A feature of a Kubernetes service is a NodePort, which is a mechanism to expose the service on a specific port on every machine in the cluster. You would then browse to the specific port on any machine to load the Console. In addition, using a NodePort will allow any machine in the cluster to function as a backend for a load balancer.

This service definition (template) will expose the Tectonic Console on port 32000, using NodePort:

apiVersion: v1
kind: Service
metadata:
  name: tectonic-console-public
  namespace: tectonic-system
spec:
  type: NodePort
  ports:
    - port: 80
      nodePort: 32000
      protocol: TCP
      name: tectonic-console-expose
  selector:
    tectonic-app: console
    tectonic-component: ui

The next definition exposes the Identity Worker on NodePort 30556:

apiVersion: v1
kind: Service
metadata:
  name: tectonic-identity
  namespace: tectonic-system
  labels:
    tectonic-app: identity
spec:
  selector:
    tectonic-app: identity
    tectonic-component: worker
  type: NodePort
  ports:
  - protocol: TCP
    port: 5556
    nodePort: 30556

Now, create the service. You'll see a warning about exposing the service to the network:

$ kubectl --namespace=tectonic-system create -f https://tectonic.com/docs/latest/deployer/files/tectonic-console-public.yml
You have exposed your service on an external port on all nodes in your
cluster.  If you want to expose this service to the external internet, you may
need to set up firewall rules for the service port(s) (tcp:32000) to serve traffic.

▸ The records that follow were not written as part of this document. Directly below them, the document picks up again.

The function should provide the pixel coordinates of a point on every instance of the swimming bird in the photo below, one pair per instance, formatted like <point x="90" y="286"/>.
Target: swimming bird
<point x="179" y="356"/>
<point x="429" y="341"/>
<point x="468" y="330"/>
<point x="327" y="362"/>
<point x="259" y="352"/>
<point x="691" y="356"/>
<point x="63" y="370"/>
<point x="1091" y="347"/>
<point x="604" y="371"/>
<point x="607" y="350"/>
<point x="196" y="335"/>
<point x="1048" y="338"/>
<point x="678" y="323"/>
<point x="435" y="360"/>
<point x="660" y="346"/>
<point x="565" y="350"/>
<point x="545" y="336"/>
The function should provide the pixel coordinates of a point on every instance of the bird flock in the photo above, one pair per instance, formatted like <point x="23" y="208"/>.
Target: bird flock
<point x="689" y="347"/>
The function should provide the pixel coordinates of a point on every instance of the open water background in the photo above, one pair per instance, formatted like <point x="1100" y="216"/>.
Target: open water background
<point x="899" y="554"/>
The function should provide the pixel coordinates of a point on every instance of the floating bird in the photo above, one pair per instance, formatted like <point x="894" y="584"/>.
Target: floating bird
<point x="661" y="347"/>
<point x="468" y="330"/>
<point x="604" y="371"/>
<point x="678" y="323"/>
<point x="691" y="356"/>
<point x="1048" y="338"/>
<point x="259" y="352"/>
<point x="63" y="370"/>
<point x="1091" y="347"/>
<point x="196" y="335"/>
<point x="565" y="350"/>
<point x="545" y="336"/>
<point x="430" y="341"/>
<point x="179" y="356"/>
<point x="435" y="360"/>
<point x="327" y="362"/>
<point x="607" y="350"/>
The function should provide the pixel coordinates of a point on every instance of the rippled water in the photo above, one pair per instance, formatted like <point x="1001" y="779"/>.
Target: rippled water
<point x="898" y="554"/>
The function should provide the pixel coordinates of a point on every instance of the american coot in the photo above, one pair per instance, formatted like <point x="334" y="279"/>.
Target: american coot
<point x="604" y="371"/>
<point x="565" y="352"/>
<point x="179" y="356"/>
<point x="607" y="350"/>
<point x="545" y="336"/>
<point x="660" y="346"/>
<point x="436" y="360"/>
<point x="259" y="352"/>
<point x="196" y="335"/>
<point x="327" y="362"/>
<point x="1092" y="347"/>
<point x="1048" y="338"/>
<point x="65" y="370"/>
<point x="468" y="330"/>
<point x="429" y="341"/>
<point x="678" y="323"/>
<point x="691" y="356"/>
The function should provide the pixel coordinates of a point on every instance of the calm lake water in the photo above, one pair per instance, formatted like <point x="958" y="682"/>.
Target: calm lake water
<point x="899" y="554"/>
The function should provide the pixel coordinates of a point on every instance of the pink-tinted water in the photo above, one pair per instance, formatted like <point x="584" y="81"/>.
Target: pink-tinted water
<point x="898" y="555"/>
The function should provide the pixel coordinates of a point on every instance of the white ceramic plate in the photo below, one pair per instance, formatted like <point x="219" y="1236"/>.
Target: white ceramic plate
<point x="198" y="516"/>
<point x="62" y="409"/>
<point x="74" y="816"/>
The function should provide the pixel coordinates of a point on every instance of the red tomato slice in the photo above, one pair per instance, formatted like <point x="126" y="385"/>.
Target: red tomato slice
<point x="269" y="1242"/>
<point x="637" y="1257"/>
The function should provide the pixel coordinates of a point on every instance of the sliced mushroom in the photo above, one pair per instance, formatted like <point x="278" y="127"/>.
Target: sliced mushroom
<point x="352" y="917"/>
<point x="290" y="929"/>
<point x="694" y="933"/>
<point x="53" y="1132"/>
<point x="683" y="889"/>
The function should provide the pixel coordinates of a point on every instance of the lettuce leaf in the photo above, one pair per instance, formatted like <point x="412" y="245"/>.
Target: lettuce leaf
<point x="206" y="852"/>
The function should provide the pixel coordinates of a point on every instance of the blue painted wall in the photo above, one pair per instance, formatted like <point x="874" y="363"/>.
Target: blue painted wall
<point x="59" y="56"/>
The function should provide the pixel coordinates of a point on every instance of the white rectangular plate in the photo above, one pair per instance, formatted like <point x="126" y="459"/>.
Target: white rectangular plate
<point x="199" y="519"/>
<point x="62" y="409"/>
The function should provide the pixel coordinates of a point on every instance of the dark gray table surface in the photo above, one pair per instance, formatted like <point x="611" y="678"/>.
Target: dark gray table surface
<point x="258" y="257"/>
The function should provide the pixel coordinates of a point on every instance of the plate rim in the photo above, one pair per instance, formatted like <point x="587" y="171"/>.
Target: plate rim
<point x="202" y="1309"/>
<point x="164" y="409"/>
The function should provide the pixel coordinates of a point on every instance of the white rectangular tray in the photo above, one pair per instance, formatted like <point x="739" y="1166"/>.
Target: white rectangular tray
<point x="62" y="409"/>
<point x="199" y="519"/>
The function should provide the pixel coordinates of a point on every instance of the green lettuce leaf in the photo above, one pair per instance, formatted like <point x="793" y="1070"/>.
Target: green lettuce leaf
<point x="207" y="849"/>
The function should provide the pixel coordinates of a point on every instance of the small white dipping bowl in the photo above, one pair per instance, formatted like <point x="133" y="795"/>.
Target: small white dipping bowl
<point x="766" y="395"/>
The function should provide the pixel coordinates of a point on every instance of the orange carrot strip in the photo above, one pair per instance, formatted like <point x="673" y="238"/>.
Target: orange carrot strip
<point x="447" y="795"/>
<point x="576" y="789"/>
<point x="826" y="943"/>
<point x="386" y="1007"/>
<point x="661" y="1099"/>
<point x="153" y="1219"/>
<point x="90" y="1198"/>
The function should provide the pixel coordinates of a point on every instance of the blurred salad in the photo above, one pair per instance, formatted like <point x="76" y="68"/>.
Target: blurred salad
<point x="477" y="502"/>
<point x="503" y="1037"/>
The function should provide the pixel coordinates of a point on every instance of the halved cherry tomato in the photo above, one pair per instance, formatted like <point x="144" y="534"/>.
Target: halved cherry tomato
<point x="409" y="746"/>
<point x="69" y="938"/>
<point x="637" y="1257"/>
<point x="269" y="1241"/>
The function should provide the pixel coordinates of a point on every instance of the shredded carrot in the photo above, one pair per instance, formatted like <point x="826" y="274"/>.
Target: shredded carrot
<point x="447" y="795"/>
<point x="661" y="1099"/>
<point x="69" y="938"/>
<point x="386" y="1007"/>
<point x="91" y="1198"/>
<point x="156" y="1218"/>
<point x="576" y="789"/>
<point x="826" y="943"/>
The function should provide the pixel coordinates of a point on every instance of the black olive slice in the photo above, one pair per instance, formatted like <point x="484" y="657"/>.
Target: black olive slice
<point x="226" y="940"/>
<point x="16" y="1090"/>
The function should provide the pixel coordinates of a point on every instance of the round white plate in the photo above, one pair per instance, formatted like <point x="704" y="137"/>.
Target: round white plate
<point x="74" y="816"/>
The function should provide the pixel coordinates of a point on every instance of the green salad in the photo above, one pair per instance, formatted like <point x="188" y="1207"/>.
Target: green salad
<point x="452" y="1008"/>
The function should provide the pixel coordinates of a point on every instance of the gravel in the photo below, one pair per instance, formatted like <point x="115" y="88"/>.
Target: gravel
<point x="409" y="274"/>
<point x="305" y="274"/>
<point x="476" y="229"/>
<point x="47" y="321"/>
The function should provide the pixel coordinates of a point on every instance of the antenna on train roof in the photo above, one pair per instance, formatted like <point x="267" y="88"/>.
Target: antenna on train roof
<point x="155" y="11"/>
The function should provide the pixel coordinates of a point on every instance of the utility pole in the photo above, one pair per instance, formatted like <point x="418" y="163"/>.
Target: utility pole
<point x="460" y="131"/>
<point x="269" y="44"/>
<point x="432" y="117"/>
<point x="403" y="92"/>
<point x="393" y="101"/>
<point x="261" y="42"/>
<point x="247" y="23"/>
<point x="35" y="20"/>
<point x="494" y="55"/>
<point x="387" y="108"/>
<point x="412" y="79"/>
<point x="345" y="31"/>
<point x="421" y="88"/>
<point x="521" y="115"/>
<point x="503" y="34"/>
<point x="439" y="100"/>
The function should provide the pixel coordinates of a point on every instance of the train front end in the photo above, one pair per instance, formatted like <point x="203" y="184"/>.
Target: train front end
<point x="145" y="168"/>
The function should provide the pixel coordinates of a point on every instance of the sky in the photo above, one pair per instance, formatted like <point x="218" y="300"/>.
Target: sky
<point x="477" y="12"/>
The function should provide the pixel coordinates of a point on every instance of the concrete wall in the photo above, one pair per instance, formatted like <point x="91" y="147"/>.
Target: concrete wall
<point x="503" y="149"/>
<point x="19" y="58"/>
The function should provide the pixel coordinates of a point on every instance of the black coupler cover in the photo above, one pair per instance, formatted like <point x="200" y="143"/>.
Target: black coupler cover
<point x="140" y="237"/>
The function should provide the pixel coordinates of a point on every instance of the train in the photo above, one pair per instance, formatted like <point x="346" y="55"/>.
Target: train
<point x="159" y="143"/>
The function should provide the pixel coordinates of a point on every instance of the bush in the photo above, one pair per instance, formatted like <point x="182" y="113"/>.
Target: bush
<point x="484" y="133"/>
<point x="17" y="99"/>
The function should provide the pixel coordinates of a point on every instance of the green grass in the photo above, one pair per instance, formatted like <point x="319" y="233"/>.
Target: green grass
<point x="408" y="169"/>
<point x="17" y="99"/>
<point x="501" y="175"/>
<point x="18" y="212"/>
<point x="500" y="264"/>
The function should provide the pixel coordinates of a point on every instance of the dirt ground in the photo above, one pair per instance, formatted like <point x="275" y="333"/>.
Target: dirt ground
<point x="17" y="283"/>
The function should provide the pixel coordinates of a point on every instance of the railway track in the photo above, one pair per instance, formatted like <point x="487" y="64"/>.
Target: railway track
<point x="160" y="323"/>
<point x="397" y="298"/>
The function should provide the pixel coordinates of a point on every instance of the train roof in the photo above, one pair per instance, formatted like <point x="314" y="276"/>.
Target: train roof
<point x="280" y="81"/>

See http://releases.k8s.io/HEAD/docs/user-guide/services-firewalls.md for more details.
services/tectonic-console-public

Now you should be able to navigate to https://<host>:32000 where "host" is any node in the cluster.

Using a LoadBalancer

If you are using a Kubernetes deployment on Google or AWS and have configured your cloud credentials as a Secret, using the service type "LoadBalancer" will create a new cloud load balancer and expose the service through it. Example (template):

apiVersion: v1
kind: Service
metadata:
  name: tectonic-console-cloud
  namespace: tectonic-system
spec:
  type: LoadBalancer
  ports:
    - port: 80
      protocol: TCP
      name: tectonic-console-expose
  selector:
    tectonic-app: console
    tectonic-component: ui
$ kubectl --namespace=tectonic-system create -f https://tectonic.com/docs/latest/deployer/files/tectonic-console-cloud.yml
services/tectonic-console-cloud

If you haven't configured your cloud credentials, the service will still be created, but the cloud load balancer won't be created.